I've bow hunted for about 10 years now but really like to buy a crossbow as well. From those of you with experience, can you extend your range with the crossbow compared to the traditional compound bow? From what I have seen, the arrow speeds are about the same so the crossbow doesn't seem like it would give you a longer range! 

Also, how does a top end crossbow compare in sound.....are they louder than a top end traditional compound?

Thanks


----------



## Bucksnort (Jun 29, 2004)

Crossbows are louder but with there speeds it isn't usually an issue. The bolts lose kinetic energy after 40yds and you should not shoot further than this. Keep it at around 20yds and you'll be fine.


----------



## atcfisherman (Oct 5, 2006)

I have had a crossbow for about 6 years and if you practice enough and have a higher end crossbow that shoots +300 fps, you can make a kill shot at up to 60 yards. I have killed a few pigs at 45-50 yards with no problem. Yes they are louder, but their speeds make up the difference. If you want the best, go with TenPoint, or Excalibur. Parker makes some great crossbows that are very reliable, but stay away from Barnettts. I have had two and one blew up on me and the other can't hold a line worth anything.

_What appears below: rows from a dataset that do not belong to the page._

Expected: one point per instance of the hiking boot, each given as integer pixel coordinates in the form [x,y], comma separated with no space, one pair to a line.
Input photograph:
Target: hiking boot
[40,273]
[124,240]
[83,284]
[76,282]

TenPoints IMO are the best and for workmanship, they are the tops.


----------



## TXwhtlHNTR (Nov 19, 2008)

atcfisherman said:


> ...TenPoints IMO are the best and for workmanship, they are the tops.


:smile:

X2


----------



## Dirt Daddy (Sep 11, 2004)

TEN POINT BOWS ARE OUTSTANDING...


----------



## Dirt Daddy (Sep 11, 2004)

I KEEP ALL MY SHOTS INSIDE 40...


----------